Annex E
EXPORT LICENSINGPROPOSED SELF ASSESSMENT
SCHEME
1. The idea behind this is not, of course,
that companies should themselves become independent arbiters of
foreign policy and decide whether licences should be granted for
export of their products! The concept is rather that companies,
as with individuals in respect of income tax returns, should increasingly
apply a corpus of known regulations so as to reduce to an absolute
minimum the number of cases which have to be decided on an individual
basis by DTI and other government departments. The other half
of the idea is that DTI resources would be freed up for ensuing
compliance through random audit of companies's records and systems,
the former to ensure historical compliance, the latter to ensure
that firms have the capacity both to absorb and comply with future
legislative changes.
2. There is nothing particularly radical
about either of these points: both are well established in DTI
philosophy and practice. Moves towards both goals are consistent
with export control in a post cold-war world where controls are
increasingly operated for a wide variety of reasons and against
a wider range of destinations than merely the old-Soviet bloc,
and where ensuring compliance is, for that reason, more complex.
3. To reduce the number of individual licence
applications requires the maximum use of both OGELs and OIELs,
not just for dual purpose, but also for military products. In
practice it is OIELs which must have the greatest untapped potential.
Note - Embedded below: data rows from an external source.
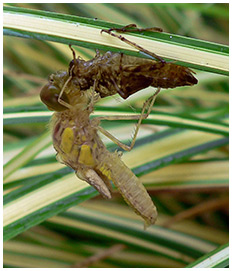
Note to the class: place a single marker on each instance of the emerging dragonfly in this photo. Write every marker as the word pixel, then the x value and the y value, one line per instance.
pixel 73 95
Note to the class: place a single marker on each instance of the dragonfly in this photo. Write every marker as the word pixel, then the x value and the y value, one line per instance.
pixel 73 94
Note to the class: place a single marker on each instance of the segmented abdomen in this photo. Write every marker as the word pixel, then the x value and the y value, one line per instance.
pixel 132 189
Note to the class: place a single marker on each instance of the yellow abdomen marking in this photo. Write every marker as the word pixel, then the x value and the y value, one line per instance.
pixel 105 172
pixel 86 156
pixel 67 140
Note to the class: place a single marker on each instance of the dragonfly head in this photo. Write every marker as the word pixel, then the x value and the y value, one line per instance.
pixel 50 92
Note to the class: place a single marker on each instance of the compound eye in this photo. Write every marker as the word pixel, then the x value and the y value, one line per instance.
pixel 49 95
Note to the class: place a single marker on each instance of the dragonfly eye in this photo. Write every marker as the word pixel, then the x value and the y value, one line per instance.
pixel 49 95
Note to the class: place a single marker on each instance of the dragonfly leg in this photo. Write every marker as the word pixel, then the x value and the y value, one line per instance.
pixel 149 103
pixel 133 44
pixel 134 28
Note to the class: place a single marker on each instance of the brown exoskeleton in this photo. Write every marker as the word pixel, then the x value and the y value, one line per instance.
pixel 123 74
pixel 73 94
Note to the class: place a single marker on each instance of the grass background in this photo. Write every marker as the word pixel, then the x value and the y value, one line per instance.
pixel 181 156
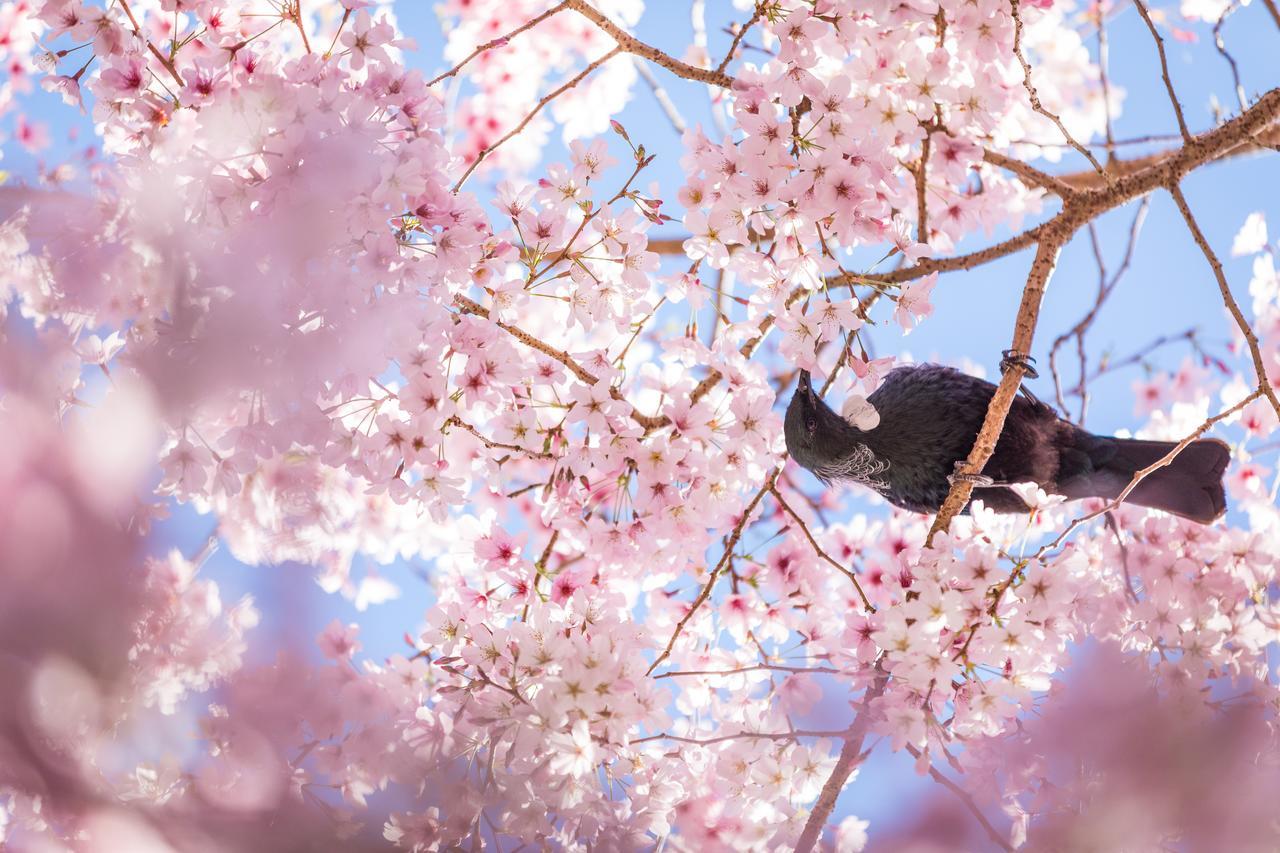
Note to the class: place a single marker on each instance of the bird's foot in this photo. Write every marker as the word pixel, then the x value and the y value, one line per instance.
pixel 964 477
pixel 1014 359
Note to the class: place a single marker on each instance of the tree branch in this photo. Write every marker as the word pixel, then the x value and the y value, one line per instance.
pixel 850 756
pixel 1024 332
pixel 630 44
pixel 1232 305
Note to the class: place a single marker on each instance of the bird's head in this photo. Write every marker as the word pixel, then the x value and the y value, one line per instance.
pixel 816 434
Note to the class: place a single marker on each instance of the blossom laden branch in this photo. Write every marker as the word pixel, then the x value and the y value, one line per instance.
pixel 967 799
pixel 630 44
pixel 1164 69
pixel 551 96
pixel 1034 96
pixel 730 543
pixel 1144 473
pixel 818 550
pixel 1251 338
pixel 499 41
pixel 850 756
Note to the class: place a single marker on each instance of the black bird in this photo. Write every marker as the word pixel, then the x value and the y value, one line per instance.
pixel 929 418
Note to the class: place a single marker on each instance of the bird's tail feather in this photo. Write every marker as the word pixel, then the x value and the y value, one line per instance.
pixel 1191 486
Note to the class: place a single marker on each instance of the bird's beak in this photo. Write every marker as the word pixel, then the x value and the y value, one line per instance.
pixel 805 386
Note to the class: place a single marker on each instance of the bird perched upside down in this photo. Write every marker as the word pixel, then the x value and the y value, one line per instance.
pixel 929 418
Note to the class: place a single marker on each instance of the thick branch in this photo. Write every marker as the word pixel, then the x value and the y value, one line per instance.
pixel 1232 305
pixel 1024 332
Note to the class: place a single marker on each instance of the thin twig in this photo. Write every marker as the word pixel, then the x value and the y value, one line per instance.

Exporters should be encouraged to seek these for as large a percentage
of their current and future exports as possible, by reference
to both current and prospective customers. Such OIELs should be
wide enough, for example, to cover sales via agents/distributors
and sales of follow-on spares.
4. Enforcement via inspection at consignee's
premises is consistent with the parallel development in customs
practice (itself the result of the 1992 EU Single Market) away
from inspection at ports towards inspection at exporters' premises.
The emphasis on exporters' control systems (currently mainly an
issue for those firms with military OIELs) would also be logical
once a greater percentage of exports were to be covered by these.
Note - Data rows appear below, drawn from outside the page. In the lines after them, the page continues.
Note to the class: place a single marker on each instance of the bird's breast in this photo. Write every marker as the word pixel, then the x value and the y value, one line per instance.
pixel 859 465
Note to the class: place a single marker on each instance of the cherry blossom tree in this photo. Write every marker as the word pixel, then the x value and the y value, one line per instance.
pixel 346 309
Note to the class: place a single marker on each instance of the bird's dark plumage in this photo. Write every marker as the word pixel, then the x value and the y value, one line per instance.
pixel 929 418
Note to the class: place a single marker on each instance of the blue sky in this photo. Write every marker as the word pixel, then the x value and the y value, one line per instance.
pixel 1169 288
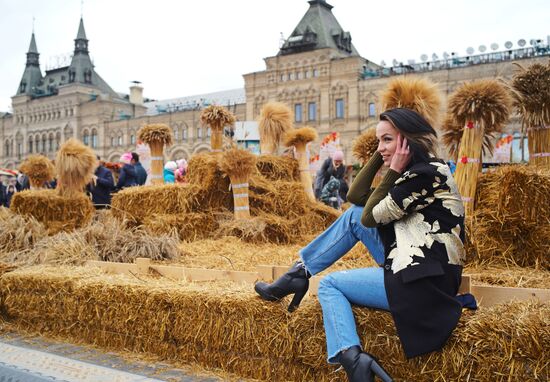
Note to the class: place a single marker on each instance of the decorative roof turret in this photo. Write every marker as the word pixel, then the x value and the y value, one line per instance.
pixel 32 76
pixel 319 29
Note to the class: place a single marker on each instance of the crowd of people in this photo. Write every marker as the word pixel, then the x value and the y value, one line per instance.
pixel 128 172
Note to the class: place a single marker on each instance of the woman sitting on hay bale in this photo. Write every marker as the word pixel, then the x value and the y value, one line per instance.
pixel 413 226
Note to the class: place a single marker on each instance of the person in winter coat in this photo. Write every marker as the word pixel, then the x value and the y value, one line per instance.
pixel 140 171
pixel 413 226
pixel 101 187
pixel 127 176
pixel 331 167
pixel 181 171
pixel 10 190
pixel 329 195
pixel 169 170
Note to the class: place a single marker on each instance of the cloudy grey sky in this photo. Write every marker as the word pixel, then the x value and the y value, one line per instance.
pixel 181 48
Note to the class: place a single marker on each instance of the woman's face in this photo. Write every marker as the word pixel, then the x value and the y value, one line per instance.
pixel 387 140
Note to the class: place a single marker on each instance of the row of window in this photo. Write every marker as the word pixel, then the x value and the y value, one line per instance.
pixel 312 110
pixel 47 116
pixel 299 75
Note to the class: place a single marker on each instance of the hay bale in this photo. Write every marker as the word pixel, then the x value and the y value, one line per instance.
pixel 56 212
pixel 113 242
pixel 135 204
pixel 226 325
pixel 512 218
pixel 18 234
pixel 75 165
pixel 274 167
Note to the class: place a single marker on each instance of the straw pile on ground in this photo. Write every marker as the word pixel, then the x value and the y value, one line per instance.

This also recognises that, in the case of most reputable exporters,
there is a far greater chance of technical infringements as a
result of failure to understand the regulations or failure to
apply these, than through deliberate evasion of controls.
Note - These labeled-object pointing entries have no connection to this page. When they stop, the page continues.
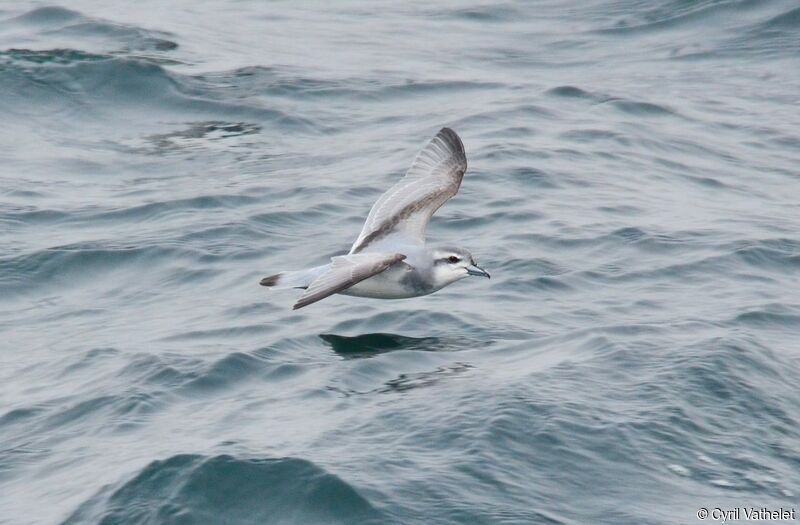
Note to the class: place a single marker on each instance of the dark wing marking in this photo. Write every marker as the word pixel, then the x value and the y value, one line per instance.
pixel 406 209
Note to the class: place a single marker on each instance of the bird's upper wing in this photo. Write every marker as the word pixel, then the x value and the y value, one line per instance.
pixel 346 271
pixel 407 207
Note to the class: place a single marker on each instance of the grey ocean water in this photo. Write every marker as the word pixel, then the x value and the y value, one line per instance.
pixel 633 190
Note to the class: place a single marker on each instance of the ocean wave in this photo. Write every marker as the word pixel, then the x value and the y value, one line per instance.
pixel 191 488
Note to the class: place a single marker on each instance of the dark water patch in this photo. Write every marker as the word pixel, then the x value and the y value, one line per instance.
pixel 478 14
pixel 225 489
pixel 640 109
pixel 406 382
pixel 48 15
pixel 16 457
pixel 533 177
pixel 92 358
pixel 137 87
pixel 369 345
pixel 677 13
pixel 233 369
pixel 413 320
pixel 49 56
pixel 571 92
pixel 199 132
pixel 227 333
pixel 70 265
pixel 58 22
pixel 768 318
pixel 19 415
pixel 155 210
pixel 595 135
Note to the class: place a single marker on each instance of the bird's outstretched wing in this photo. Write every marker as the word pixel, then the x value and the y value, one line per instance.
pixel 406 209
pixel 346 271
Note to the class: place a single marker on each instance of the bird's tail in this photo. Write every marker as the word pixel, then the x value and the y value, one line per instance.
pixel 298 279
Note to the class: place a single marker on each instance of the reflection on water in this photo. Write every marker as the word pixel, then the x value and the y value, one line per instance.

5. If companies are to have greater responsibility
for operating the system, the rules themselves must be better
presented and easier to understand. There is still considerable
work required to make the system user-friendly, rather than the
present unhappy combination of technical description tied up in
"legalese". Again, taking tax legislation as the model,
something akin to the proposed re-write of tax law is needed.
6. Within DTI, the status and standing of
the Export Control Organisation needs to be enhanced. Staff also
need first hand experience of industry if they are to be capable
of understanding the industrial perspective on all this.